A menudo escucho a progenitores, educadores y profesionales de la salud (incluyendo reputados pediatras) decir que para educar o civilizar a los niños hay que frustrarlos. Dicen por ejemplo, que hay que dejarlos llorar para que no se malcríen, que no hay que atender en todo momento el llanto de los niños para que aprendan a tolerar frustraciones, que no los debemos complacer (aunque esté en nuestras posibilidades hacerlo) con el objetivo de obligarles a ejercitar la tolerancia a la frustración. Sin embargo, en el decurso de la vida de cualquier mortal, y sobre todo durante la experiencia infantil,   suceden suficientes oportunidades naturales para ejercitar la frustración y lograr asimilarla adecuadamente con el apoyo consciente, respetuoso y amoroso de los padres. Un niño que comienza a gatear o a caminar y se cae, se frustra. Como ese ejemplo hay muchos otros, la vida de un niño está cundida de ellos. Por lo tanto mi sentido común me dice que no es necesario añadir frustraciones extras.

Pero indaguemos la opinión de un especialista para aclarar malos entendidos sobre el tema y conocer sobre las secuelas que generan los condicionamientos sociales relacionados con la frustración infantil.  Para ello he pedido la ayuda a un facultado,  sustantivo y  preclaro profesional orientado por una visión respetuosa sobre la infancia. Se trata de José Luís Cano Gil quien gentilmente aceptó responder a esta entrevista. José Luis es psicoterapeuta psicodinámico y de crecimiento personal, especializado en atención a adultos y padres con enfoque Alice Miller. Trabaja en Barcelona, España, y su sitio web es    www.psicodinamicajlc.com



¿Hay que frustrar a los niños para "civilizarlos"?
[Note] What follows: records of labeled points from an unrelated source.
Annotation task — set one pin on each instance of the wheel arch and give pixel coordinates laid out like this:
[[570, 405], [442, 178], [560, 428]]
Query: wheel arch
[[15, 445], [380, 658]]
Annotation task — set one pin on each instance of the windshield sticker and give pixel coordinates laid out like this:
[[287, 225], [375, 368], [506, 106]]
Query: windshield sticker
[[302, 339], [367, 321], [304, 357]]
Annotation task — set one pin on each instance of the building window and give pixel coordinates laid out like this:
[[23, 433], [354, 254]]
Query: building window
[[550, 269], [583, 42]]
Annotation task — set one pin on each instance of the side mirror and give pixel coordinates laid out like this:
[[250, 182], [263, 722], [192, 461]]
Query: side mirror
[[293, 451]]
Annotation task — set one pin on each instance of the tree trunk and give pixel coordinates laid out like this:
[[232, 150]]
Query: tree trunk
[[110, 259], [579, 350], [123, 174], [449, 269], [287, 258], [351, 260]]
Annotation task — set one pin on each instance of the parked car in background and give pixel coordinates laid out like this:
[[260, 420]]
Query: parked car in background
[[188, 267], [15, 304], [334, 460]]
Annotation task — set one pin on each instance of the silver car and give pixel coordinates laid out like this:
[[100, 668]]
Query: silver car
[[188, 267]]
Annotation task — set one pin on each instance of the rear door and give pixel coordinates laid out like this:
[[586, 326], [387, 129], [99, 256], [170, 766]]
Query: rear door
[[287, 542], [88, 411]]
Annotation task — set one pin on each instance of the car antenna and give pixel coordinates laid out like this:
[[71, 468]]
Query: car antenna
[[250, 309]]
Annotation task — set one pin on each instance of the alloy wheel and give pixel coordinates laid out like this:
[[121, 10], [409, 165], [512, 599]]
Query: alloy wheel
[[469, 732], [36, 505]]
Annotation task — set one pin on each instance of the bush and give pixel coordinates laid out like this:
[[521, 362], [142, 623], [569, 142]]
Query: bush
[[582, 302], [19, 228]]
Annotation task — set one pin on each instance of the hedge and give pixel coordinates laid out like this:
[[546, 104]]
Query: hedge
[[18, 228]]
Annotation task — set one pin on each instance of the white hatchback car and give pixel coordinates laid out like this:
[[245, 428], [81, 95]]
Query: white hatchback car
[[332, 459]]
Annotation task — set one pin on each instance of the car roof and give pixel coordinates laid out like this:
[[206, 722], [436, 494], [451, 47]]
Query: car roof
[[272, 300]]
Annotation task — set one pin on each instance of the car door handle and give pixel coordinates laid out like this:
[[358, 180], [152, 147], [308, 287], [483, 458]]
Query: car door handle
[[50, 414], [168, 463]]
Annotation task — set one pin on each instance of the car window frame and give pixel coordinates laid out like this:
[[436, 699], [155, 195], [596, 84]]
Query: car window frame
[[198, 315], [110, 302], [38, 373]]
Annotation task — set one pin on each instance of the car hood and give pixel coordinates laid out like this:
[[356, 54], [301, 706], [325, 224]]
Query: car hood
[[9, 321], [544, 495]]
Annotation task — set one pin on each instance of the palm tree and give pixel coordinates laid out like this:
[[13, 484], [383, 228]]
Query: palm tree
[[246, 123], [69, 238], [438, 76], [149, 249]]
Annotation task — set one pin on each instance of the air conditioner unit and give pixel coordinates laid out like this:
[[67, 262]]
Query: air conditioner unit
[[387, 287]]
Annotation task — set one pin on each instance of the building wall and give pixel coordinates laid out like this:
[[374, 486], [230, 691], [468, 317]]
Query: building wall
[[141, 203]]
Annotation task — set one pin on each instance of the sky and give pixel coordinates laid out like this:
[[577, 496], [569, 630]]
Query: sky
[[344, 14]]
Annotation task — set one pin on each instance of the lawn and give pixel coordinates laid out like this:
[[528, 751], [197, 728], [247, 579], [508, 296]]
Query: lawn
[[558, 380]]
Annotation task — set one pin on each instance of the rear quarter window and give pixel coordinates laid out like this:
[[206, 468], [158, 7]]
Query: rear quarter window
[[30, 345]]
En absoluto. La mera idea de usar la frustración como instrumento educativo me parece siniestra, una variante de los maltratos y castigos de siempre. La frustración forma parte de la existencia, desde luego. Pero la "civilización", la tolerancia a los límites y a las frustraciones, etc., no se adquieren frustrando a las personas una y otra vez (lo que sólo las hipersensibilizará al dolor), sino fortaleciendo al máximo su personalidad. ¿Cómo? Invariablemente, a través del respeto, la ecuanimidad, el amor, el ejemplo, la contención afectuosa, la paciencia. Sólo esto capacita a las personas para resistir sus frustraciones, siempre que éstas no sean, por otra parte, ni demasiado traumáticas, ni demasiado frecuentes. 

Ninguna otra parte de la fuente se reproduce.